Мак’Лессон меня не перебивал, не задавал уточняющих вопросов. Он сидел, потупя взор.
Я продолжил:
– В самоизоляции у народа кафири нет будущего. Он исчезает. Он исчезнет.
Я закончил. Замолчал. Не стал говорить, что успел увидеть за сутки своего пребывания в Киштвари. Страшные свидетельства дегенерации и здесь были налицо. Мак’Лессон прочтет об этом в моём блокноте. Впрочем, он потому и молчит, что ничего принципиально нового от меня не услышал. Просто ранее не придавал этому значения.

Пауза затянулась.

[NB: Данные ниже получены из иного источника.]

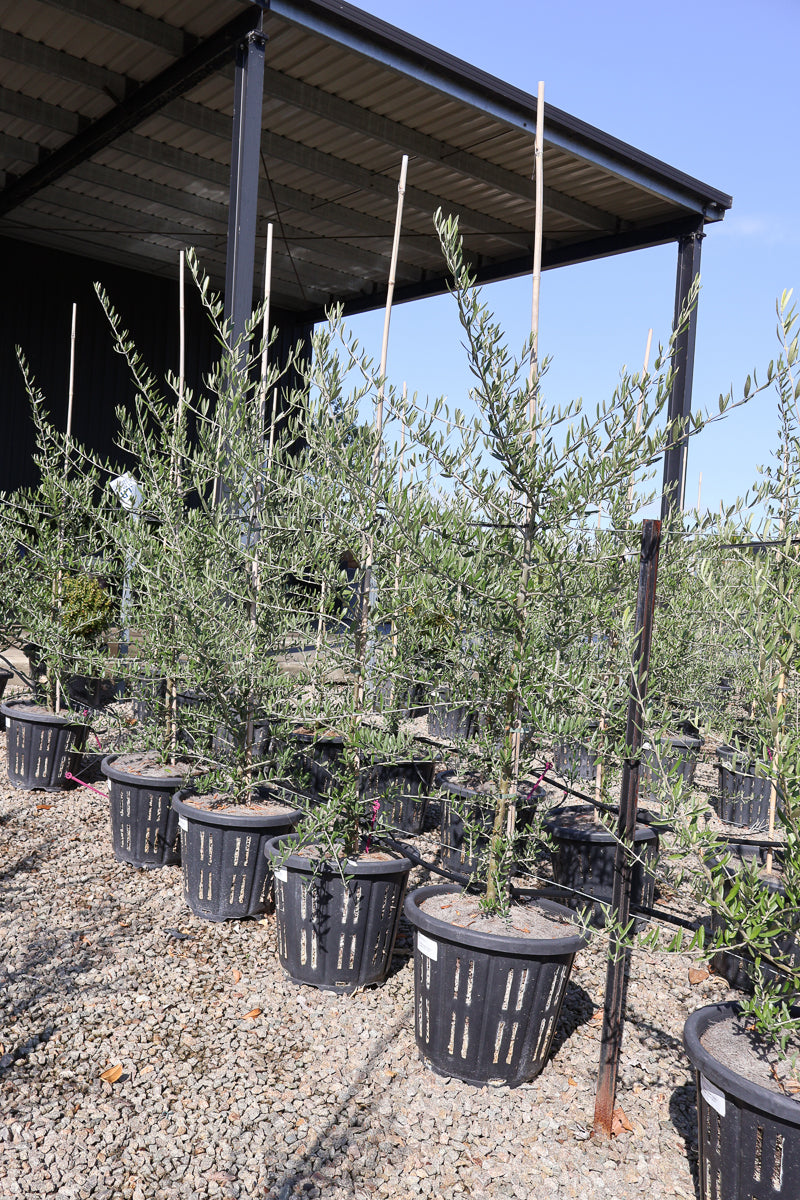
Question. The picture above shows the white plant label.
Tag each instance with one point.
(713, 1096)
(427, 946)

Теперь слово было за Мак’Лессоном.
Наконец он произнёс:
– С этим нужно что-то делать! Будем думать. Хорошо думать. Просчитать все возможные плюсы и минусы перелома этих традиций, которым не одна тысяча лет. Идите, Александр. Встретимся ближе к ночи. Я пришлю за вами.

Я направился к выходу. Мак’Лессон догнал меня.
– Надеюсь, мы не слишком поздно взялись за решение проблемы вырождения кафири и киштвари. Пойдёмте, Александр. Я покажу вам кое-что. Вы уже видели наш священный камень. Пойдёмте к нему. Его уже должны были привести в порядок после вчерашнего всесожжения. Не скажу, что он ровесник кидара Александра Великого, но в его древности на порядок в тысячу лет я не сомневаюсь.

Мы вышли на площадь, подошли к камню.

Этому грубо отёсанному мегалиту со дня первого его использования человеком в качестве жертвенника – не одна тысяча лет. Это было  понятно без слов.
Мак’Лессон одним жестом руки указал мне на некоторые его особенности. В центре камня, предназначенного для ритуала, еще сохранилось высеченное углубление, в котором угадывался абрис человека с раскинутыми руками. И сток для крови – узкая неглубокая канавка.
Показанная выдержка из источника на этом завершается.